Inoltre, la cassa integrazione nel 2013 ha nuovamente superato il miliardo di ore autorizzate, viaggiando a ritmi di circa 90 milioni di ore mensili, senza alcun accenno a un’inversione di tendenza. Dalle ore di cassa in deroga autorizzate sono esclusi gli ultimi 3-4 mesi dell’anno, in quanto in tutte le Regioni le autorizzazioni sono ferme in attesa del rifinanziamento che il Governo continua ad annunciare, ma che ancora non si e’ concretizzato.

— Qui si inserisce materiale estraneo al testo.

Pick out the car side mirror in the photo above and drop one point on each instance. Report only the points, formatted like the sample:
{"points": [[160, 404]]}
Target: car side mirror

Secondo la Cisl “quel che e’ ancora piu’ preoccupante£ e’ che si e’ accentuato il passaggio da cassa integrazione a disoccupazione: complessivamente nei primi 11 mesi del 2013 si registra un aumento del 32,5% delle domande di disoccupazione, Aspi, mobilita’ presentate nello stesso periodo del 2012. I dati sulle ore complessive autorizzate di Cassa integrazione nel 2013, distribuiti per regioni, mostrano una netta concentrazioni in Lombardia (23,4%), in Piemonte (12%) e in Veneto (10,1%). (AGI) .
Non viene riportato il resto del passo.